It is a bit bizarre, but the Père-Lachaise Cemetery is one of the most famous monuments in the world and one of the most visited places in Paris. Many factors contribute to making this work of Napoleon Bonaparte a pole of international attraction, but the greatest incentive results from the number of famous personalities buried there. There are writers (Balzac, Proust), painters (Delacroix, Modigliani), philosophers (Bourdieu, Conte), actors (Marcel Marceau, Maria Schneider), many musicians and even a Portuguese: the Marquis de Soveral, a man from the Douro , who fought all his life for the defence and recognition of Porto at world level.
But it is largely because of the divas of music that Père-Lachaise, built over 200 years ago, would become so popular from the second half of the 20th century. In that enormous precinct - there are 44 hectares drawn in blocks - live planetary and timeless stars like the opera singer Maria Callas (1923-1977), the French chanson singer Édith Piaf (1915-1963) or the one who, not being bigger than them, will drag a legion of fans bigger than the two celebrities together: Jim Morrison (1943-1971), one of the most legendary singers, composers and poets of all time, the iconic Doors vocalist who is part of the unfortunate club of the 27. There are no concrete figures on the reason for the visits to that place (each visitor will have his idol), but it is not hard to believe that a large part is due to the author of "Riders on the storm". Just think of the amount of news published in recent years about fans who invaded that space. It was always the fans of "Mr. Mojo Risin".
If it is not difficult to understand the fascination of visiting the last residence of a hero, it will be easier to understand the rapture that causes the possibility of living in the same house or in the same condominium where the object of our admiration lived. Perhaps we will never think about it too much because it seems too remote a hypothesis. The truth is that the possibility is real. Christie's International Real Estate recently had, in its portfolio of properties to sell, a luxurious apartment that is part of the building in which Jim Morrison lived until his death.
This apartment is part of one of those 19th century buildings commissioned by Georges-Eugène Haussmann, a then challenged mayor - he became known as "the demolishing artist" - but to whom today, despite the controversy of his motivations, we owe the glamorous Paris we know and the exterior embellishment of his houses. Disruptive on stage, Morrison, the rock legend, who would have guessed?, lived after all in the most classic of Parisian residences: Jim lived on the 3rd floor, Christies has just sold the elegant flat downstairs, also full of ornaments on the walls, ceilings and fireplace.
In the footsteps of anarchist artists, on whom we eventually built various effabulations, the libertarian poet and composer Léo Ferré, despite being born and having lived a large part of his life in Monaco, also did not dispense with the acquisition of a house in France. Well, it was not really a house, it was a huge castle built in Lot, in the south of the country. The property of the eccentric artist who worked in Portugal in the 1980s, dating from the 14th century, had over 165 hectares, 17 rooms, 14 bathrooms, a swimming pool, a tennis court, and an extension of vineyards capable of producing four thousand bottles of wine a year. Legend has it that the author of the unmistakable "Avec le Temps" spent all his money on this castle.
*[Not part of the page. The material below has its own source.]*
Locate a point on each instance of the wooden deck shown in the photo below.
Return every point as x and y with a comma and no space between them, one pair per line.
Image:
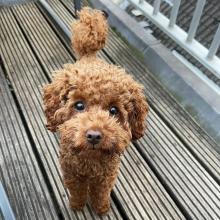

Leaving Europe and making a foray into the United States of America, we entered the magnificent estate of the legendary jazz singer, composer and actress Peggy Lee. Who has never heard "Fever" in her voice? The woman who inspired Amy Winehouse lived in Bel Air, near Los Angeles, California, in a huge villa marketed by Christies, which she herself had restored, using artisans from all over the world. The final result of the work includes gardens, pools, water fountains, spa, outdoor kitchen, gymnasium, movie theatre, library, wine cellar, and a number of other extravagances that were due to a woman who until the age of 81 immortalized more themes than any other artist. Until 2002 she added more than 50 years of career, more than 600 recorded songs and multiple nominations for the Oscar and the Grammy. And many awards.
Bob Crew, a magnificent composer, producer and dancer that the world lost in 2014, lived in an elegant villa with panoramic views of the city and the sea. The city was also Los Angeles. The house, which Christies has already sold, has four suites, a lift, a balcony on each of the three floors, a rooftop terrace, a huge garden and two garages. If you're wondering who Bob Crew was, just think of it as a song he's surely sung millions of times: "Can't take my eyes off you". It is, moreover, the song that earned him the privilege, in 1985, of having his star on the walk of fame on Hollywood Boulevard.